Thursday, December 2, 2021

CHARLES ('PLUM') JOHANSON

'Plum' with his camera, thought to be a Dallmeyer. (Date unknown.)

Charles Edward ('Plum') Johanson was born at Farm Creek near Warwick on 1 February 1887, the first of nine children of pioneering Scandinavian immigrants, Eric Hendrick ('Red'*) Johanson (1856-1931) and Anna Andersson (1858-1939).

Anna and 'Red' met and married in Australia and were pioneer farmers at Emu Vale near Warwick and later in the Swanfels Valley. They lived with their four sons and five daughters in a small farmhouse with a dirt floor while they farmed, supplementing their food supply by shooting and fishing in the local hills and water holes.


'Plum' attended school at Emu Vale and Swanfels, before leaving school at the age of 12 to work on the family farm with his father. He later worked as a timber-getter but eventually became a farmer, acquiring his own selection where he built a shed to use as his darkroom. He grew crops and developed a fascination for bees and honey, later operating the Woodbine Apiaries. He died on 13 January 1969, at the age of 82. 

Young 'Plum' Johansen (date unknown)

'Plum' is thought to have been introduced to photography by a travelling portrait photographer when he was 21. His first darkroom was his bedroom, lit only by a kerosene lamp, where he learnt about exposure and processing techniques by trial and error. The superb quality of his photographs is testimony to his creative efforts, both technically and artistically.

More than 400 of his half-plate glass negatives have survived and today are part of David Glasgow's photographic collection. They reveal much about the life of local families, farming, housing, dress, transport, recreation and life in general in the Swanfels Valley in the first half of the 20th century.

'Plum' took this photograph of his cousins, the Zackerison brothers, at Top Creek Camp on Bauer's Mountain at Swanfels, probably in 1909. The message written on the tent flap is reproduced below - with their original spelling. Charles (L) and Oscar evidently had a lively sense of humour!
Blowies Rest
NOTICE
To hums and lofers. The owners of this establishment wants it distinctly understood that this is no harbour for hums ore lofers and any one found sleeping, dining ore otherwise trespassing on the above premises without a written permit from the owners will be prosecuted and libel to a heavy penalty which we will very severely deal to them. By order. Blowies Rest. July 4th 1909. Chas. E. Johansen. Chas. F. Zackerisen.
Wanted known.
Two young men. One with a cork eye.

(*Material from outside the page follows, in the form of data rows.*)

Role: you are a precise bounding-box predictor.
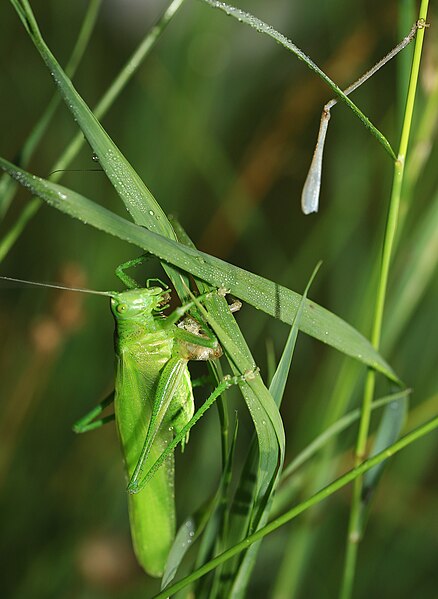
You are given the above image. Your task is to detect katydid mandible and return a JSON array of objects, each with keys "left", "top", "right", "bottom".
[{"left": 2, "top": 259, "right": 236, "bottom": 576}]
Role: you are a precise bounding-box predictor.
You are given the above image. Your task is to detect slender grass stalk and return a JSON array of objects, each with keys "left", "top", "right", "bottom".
[
  {"left": 202, "top": 0, "right": 396, "bottom": 159},
  {"left": 340, "top": 5, "right": 429, "bottom": 599},
  {"left": 154, "top": 416, "right": 438, "bottom": 599}
]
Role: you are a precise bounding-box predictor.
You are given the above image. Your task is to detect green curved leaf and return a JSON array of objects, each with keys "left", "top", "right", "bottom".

The other with a glass leg. Want a young woman to house keep. They don't smoke or drink and are pretty good looking. Apply inside.

Zacherison family members and their neighbours, the Smiths.
Oscar Zackerison is using a 'Forest Devil' tree puller in 1911. The advertisement below was published in that year.




Albert Evans and Rupert Binny who worked a team of horses on the Johanson farm in 1912.


Swanfels Valley early 1900s (colorised 2021)

NOTE: The Queensland Department of Primary Industries published a video: Charles 'Plum' Johansen: a Looking Glass into Our Rural Past on 31 Dec 2002. ISBN10 0734502079. It is available from the State Library of Queensland.

*Eric Johanson may have been given the nickname 'Red' because of the famous Norse explorer, Erik Thorvaldsson (c. 950 – c. 1003). He was known as Erik the Red and in Medieval sagas is credited with founding the first settlement in Greenland. He was probably called "the Red" because of the color of his hair and beard.